The value of the two pages, Ma says, resides in the fact that they were drafts, so faithfully reflect the author's thought processes, at least in part.
"Another thing is that rather than leaving his works to open interpretation, the emperor insisted on getting his true thoughts through. What he did was to fill the space between lines with explanatory notes. It's like saying: 'This is what I intend to say. Don't get me wrong.' The emperor was certainly not one to appreciate abstruse beauty."

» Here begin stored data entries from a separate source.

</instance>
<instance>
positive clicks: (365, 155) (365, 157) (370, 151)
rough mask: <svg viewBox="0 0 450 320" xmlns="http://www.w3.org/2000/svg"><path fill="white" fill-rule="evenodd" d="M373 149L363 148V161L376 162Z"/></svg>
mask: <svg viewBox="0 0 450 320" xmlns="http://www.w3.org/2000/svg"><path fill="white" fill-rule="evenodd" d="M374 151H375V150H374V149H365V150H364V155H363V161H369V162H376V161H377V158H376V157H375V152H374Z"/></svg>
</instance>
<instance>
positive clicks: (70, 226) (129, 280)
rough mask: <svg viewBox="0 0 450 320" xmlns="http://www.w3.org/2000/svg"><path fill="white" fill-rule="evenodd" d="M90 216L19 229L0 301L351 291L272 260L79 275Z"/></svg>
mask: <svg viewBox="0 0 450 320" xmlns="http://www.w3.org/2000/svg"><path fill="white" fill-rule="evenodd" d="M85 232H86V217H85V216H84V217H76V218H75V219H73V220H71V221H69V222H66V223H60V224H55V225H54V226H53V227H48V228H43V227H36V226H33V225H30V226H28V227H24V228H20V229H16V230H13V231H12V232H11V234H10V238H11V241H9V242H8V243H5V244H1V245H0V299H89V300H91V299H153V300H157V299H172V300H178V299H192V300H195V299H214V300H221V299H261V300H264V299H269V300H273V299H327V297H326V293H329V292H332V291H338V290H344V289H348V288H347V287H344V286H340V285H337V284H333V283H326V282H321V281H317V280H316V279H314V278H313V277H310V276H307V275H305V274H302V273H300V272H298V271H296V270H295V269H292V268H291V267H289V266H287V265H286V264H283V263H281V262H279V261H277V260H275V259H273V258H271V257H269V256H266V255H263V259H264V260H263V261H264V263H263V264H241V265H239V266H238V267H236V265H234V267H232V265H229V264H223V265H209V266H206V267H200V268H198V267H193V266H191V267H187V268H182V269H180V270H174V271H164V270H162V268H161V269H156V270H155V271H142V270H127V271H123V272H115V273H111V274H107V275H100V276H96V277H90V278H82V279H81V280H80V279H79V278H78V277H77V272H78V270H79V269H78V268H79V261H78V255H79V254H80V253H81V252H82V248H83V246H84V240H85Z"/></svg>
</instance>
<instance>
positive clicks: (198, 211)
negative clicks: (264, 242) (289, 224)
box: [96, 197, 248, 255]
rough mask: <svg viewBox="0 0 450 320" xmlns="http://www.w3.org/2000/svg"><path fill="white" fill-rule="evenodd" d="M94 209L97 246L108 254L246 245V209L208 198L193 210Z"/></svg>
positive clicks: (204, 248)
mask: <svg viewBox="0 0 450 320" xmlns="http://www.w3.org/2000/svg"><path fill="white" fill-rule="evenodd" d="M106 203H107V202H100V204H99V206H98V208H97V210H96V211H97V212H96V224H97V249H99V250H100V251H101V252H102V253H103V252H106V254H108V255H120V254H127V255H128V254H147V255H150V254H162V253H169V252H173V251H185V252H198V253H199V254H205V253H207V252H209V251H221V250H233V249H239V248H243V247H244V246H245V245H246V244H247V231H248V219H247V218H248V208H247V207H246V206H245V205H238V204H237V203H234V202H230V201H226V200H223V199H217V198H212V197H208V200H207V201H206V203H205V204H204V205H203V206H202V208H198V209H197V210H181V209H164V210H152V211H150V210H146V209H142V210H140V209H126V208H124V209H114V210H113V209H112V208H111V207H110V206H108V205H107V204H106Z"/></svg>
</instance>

"The eight sights mentioned here were all from the emperor's palace in Hangzhou, built in 1750, one year before his first visit. And as a man of means, he extended his passion for the beauty around him easily from page to reality, once he had returned to Beijing. Constructions of temples, mini-palaces and bridges took place in Yuquan Mountain in the capital's western suburb, to conjure up a view similar to the one that Qianlong encountered in Hangzhou's Shengyin Temple.
But nothing was more telling than the retirement garden Qianlong built for himself inside his grand royal palace in Beijing - the Forbidden City (now the Palace Museum). The garden, in the northeastern corner of the Forbidden City, was completed in 1776 and features buildings with sophisticated interior design, clearly influenced by the Jiangnan style.
Yet Qianlong never spent a single day in his garden of retreat. Officially handing over the crown to his son, Emperor Jiaqing, in 1795, he stayed in the center of power for four more years, until his death in 1799.
During Qianlong's last visit to Hangzhou in 1784, near the end of his final trip to Jiangnan, he turned 73. And the emperor, who prided himself on his many military achievements, inspected his Manchu trooped stationed in Hangzhou. (The Qing rulers were of Manchu origin, a horseback minority group from northeastern China.)
"Zhejiang was one of the few places where the Qing court trained their navy," Le says. "But the Manchu soldiers, having been pampered for so long thanks to their special status, had long been disconnected with their horseback tradition."
According to the record, during that inspection, some Manchu soldiers, despite their eagerness to impress the emperor, failed disastrously in archery.